Kudos to Father Bill W. for diving into the ingredients of the Steps. I've never seen any justification in history for the "asset and liability" idea of a 4th Step list. As Sam Shoemaker described his meeting with Buchman, Sam said he felt something was wrong in his life. Buchman said: "Must be sin." Sam then used the Four Absolutes as an inventory and made the comment "My sins rose before me like tombstones." No assets involved. And Shoemaker's personal journals make that clear. When Wilson tackled the Four Absolutes, the first thing he did was abolish them. He was evidently petrified over the "purity" examination. But Wilson adopted the test that Frank Buchman specifically laid out for "resentment, self seeking, dishonesty, and fear." Wilson left out the dishonesty part. And, if you read the Big Book carefully, you will see that the list on Step Four does not square with the four items in Step Ten--the daily inventory (Buchman's resentments, self seeking, dishonesty, and fear) Moreover, my reading of the Fourth Step inventory indicates four lists--not three: (1) Resentments. (2) Fear. (3) Selfish sex. (4) The people we have harmed. And the last item pops up as the guide to Step Eight.

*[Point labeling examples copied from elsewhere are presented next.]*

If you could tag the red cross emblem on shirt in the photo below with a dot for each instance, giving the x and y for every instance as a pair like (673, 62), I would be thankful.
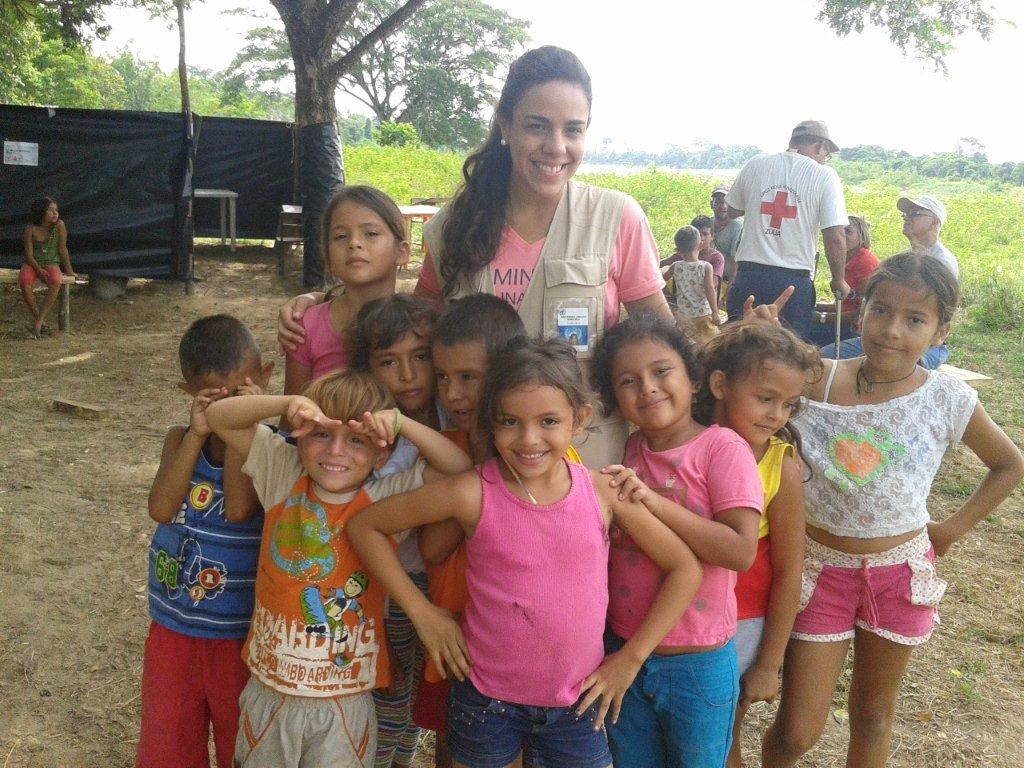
(778, 210)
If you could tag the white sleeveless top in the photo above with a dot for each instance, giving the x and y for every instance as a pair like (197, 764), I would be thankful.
(872, 465)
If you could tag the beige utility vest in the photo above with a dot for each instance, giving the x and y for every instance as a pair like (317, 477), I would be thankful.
(565, 295)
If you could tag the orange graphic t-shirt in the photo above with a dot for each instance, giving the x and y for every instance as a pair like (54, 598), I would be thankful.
(317, 626)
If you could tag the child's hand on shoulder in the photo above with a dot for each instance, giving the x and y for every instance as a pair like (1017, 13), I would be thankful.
(304, 416)
(443, 642)
(758, 684)
(630, 486)
(606, 686)
(382, 427)
(250, 387)
(198, 423)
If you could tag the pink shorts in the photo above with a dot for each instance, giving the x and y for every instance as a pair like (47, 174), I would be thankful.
(27, 276)
(893, 594)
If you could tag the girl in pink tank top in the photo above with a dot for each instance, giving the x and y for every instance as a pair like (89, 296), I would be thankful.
(701, 482)
(529, 658)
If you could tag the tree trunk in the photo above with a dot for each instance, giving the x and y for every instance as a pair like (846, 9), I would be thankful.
(312, 28)
(321, 169)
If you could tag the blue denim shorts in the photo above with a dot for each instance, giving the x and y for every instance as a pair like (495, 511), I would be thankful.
(484, 732)
(679, 711)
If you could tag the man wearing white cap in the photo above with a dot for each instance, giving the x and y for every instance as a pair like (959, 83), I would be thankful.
(923, 217)
(726, 231)
(785, 199)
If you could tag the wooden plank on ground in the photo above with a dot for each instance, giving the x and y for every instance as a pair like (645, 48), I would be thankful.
(968, 377)
(81, 410)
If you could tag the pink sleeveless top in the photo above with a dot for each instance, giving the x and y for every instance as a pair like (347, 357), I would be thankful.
(538, 581)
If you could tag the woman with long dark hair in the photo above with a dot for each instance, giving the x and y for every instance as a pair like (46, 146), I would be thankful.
(567, 256)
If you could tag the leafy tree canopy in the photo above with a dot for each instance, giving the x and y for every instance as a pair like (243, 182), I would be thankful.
(924, 28)
(436, 73)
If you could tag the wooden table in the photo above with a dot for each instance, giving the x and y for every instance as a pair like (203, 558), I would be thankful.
(421, 213)
(227, 200)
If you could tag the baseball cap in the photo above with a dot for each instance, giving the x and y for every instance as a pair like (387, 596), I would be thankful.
(906, 204)
(815, 129)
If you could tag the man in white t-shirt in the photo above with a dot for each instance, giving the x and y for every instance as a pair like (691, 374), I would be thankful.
(785, 200)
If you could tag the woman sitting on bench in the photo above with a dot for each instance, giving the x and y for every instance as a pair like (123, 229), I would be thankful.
(45, 248)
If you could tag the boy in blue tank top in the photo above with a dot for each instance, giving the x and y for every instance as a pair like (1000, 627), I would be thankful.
(202, 561)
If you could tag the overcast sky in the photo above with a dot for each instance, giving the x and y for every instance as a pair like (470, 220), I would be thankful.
(731, 72)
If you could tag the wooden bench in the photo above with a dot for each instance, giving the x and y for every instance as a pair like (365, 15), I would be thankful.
(9, 276)
(968, 377)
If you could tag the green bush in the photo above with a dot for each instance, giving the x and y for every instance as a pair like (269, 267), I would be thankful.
(985, 228)
(396, 134)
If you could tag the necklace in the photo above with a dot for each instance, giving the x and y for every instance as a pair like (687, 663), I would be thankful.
(521, 483)
(869, 384)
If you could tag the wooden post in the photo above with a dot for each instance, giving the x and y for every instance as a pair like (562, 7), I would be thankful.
(186, 112)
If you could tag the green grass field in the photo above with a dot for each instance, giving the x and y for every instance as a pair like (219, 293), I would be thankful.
(985, 229)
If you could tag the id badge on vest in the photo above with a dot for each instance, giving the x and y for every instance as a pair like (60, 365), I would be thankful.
(573, 302)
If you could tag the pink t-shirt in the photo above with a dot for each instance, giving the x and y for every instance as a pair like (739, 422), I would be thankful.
(324, 350)
(633, 271)
(537, 578)
(708, 474)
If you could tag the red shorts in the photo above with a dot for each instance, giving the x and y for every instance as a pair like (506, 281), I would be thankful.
(28, 276)
(429, 709)
(188, 683)
(893, 594)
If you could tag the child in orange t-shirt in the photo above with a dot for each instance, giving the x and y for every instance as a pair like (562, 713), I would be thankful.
(316, 634)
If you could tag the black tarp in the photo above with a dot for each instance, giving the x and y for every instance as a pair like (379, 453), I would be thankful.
(120, 180)
(252, 158)
(118, 177)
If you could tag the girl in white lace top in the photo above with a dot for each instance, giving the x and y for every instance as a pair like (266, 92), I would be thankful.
(875, 430)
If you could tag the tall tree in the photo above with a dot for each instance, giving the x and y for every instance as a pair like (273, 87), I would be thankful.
(925, 28)
(312, 28)
(438, 73)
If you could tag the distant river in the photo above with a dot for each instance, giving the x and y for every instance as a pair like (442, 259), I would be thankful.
(626, 170)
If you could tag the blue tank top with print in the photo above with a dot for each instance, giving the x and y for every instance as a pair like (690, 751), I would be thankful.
(202, 567)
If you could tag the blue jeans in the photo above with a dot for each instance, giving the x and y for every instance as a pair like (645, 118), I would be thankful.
(679, 712)
(932, 358)
(484, 732)
(765, 284)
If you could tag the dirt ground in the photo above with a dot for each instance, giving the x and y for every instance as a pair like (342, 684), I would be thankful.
(74, 535)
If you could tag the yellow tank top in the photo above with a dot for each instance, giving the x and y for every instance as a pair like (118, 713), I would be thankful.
(770, 471)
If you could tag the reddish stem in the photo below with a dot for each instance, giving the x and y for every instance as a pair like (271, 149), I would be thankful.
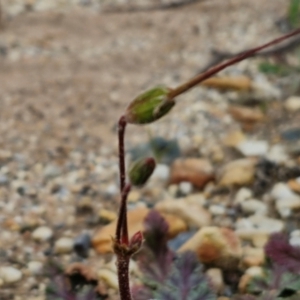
(122, 229)
(214, 70)
(123, 211)
(123, 276)
(121, 130)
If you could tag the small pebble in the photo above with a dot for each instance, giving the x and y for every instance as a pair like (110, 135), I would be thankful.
(253, 148)
(42, 234)
(185, 187)
(253, 206)
(217, 210)
(292, 104)
(63, 245)
(35, 267)
(10, 274)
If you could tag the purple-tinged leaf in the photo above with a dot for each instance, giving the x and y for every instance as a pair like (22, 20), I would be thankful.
(282, 253)
(186, 281)
(155, 259)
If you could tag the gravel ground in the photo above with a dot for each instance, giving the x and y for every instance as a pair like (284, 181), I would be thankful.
(68, 70)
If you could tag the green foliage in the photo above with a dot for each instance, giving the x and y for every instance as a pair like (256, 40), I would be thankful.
(141, 171)
(294, 13)
(149, 106)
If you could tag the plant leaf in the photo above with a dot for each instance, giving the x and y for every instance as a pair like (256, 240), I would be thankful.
(186, 281)
(282, 253)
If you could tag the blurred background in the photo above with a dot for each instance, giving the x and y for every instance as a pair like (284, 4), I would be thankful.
(69, 68)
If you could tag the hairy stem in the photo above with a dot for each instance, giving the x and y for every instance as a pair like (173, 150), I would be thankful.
(122, 227)
(123, 218)
(123, 276)
(214, 70)
(121, 130)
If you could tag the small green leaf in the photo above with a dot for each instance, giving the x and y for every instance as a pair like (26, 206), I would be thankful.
(149, 106)
(141, 171)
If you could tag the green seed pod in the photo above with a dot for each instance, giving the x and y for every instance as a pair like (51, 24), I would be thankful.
(141, 171)
(149, 106)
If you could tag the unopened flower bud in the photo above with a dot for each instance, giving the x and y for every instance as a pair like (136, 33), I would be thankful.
(141, 171)
(149, 106)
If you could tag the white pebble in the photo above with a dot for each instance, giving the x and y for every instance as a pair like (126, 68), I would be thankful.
(35, 267)
(42, 234)
(292, 103)
(253, 148)
(242, 195)
(295, 241)
(161, 172)
(253, 206)
(217, 210)
(10, 274)
(185, 187)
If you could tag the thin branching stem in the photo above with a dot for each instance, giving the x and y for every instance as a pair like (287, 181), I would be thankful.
(214, 70)
(121, 131)
(122, 218)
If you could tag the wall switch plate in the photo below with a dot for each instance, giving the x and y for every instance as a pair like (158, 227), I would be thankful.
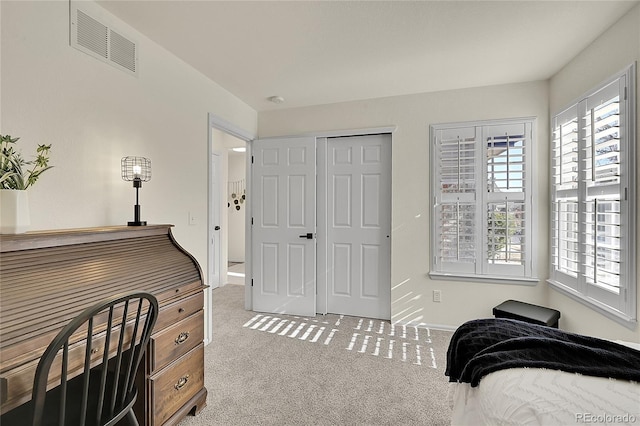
(193, 220)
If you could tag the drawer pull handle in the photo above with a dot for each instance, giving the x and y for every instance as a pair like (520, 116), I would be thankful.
(182, 337)
(183, 381)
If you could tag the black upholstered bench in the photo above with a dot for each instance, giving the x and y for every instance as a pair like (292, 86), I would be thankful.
(527, 312)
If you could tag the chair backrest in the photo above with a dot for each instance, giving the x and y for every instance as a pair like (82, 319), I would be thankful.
(117, 332)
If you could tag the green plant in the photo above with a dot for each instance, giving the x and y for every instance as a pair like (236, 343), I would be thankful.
(15, 171)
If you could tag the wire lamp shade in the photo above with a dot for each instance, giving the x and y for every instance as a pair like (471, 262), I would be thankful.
(136, 170)
(136, 167)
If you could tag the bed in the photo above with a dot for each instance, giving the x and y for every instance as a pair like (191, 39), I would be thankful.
(508, 372)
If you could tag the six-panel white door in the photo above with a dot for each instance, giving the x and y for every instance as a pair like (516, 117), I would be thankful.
(283, 230)
(359, 226)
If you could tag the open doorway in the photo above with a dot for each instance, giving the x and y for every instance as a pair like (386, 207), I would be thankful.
(236, 211)
(223, 137)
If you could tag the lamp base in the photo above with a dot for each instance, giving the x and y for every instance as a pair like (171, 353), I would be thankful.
(138, 223)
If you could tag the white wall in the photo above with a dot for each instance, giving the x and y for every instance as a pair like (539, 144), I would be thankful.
(94, 114)
(411, 287)
(610, 53)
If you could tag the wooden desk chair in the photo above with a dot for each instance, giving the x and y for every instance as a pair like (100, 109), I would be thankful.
(104, 394)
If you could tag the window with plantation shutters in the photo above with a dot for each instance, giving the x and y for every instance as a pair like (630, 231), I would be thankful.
(593, 216)
(482, 199)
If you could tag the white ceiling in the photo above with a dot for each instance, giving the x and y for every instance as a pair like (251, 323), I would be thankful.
(318, 52)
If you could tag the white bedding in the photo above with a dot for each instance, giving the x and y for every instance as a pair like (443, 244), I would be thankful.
(534, 396)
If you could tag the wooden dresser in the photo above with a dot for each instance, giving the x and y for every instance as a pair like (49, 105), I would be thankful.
(47, 278)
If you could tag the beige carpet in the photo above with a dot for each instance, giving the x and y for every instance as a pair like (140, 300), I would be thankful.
(266, 369)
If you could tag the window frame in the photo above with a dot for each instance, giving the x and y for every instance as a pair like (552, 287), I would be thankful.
(481, 270)
(620, 307)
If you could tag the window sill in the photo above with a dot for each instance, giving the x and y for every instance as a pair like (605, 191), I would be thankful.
(488, 279)
(616, 316)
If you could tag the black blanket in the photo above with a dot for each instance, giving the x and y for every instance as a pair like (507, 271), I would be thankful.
(480, 347)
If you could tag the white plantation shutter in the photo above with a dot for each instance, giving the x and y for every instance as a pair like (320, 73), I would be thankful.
(593, 219)
(480, 175)
(564, 204)
(456, 211)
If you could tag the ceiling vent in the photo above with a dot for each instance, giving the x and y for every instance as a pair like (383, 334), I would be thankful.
(100, 40)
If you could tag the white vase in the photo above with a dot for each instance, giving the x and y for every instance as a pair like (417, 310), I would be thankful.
(14, 211)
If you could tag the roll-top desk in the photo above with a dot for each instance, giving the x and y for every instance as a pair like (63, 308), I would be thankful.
(48, 277)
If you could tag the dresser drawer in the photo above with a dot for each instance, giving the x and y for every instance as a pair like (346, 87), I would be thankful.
(179, 310)
(173, 342)
(176, 384)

Anyhoo, this will give your readers something to chew on as they contemplate the "sin" origins of the inventories and what Buchman and Shoemaker (and even Bill W.) clearly regarded as the "sins" to be examined.
Later, the priests who edited Bill's 12 x 12 persuaded him to put in the "seven deadly sins." But there is no historical A.A. root for that approach.
God Bless, Dick B.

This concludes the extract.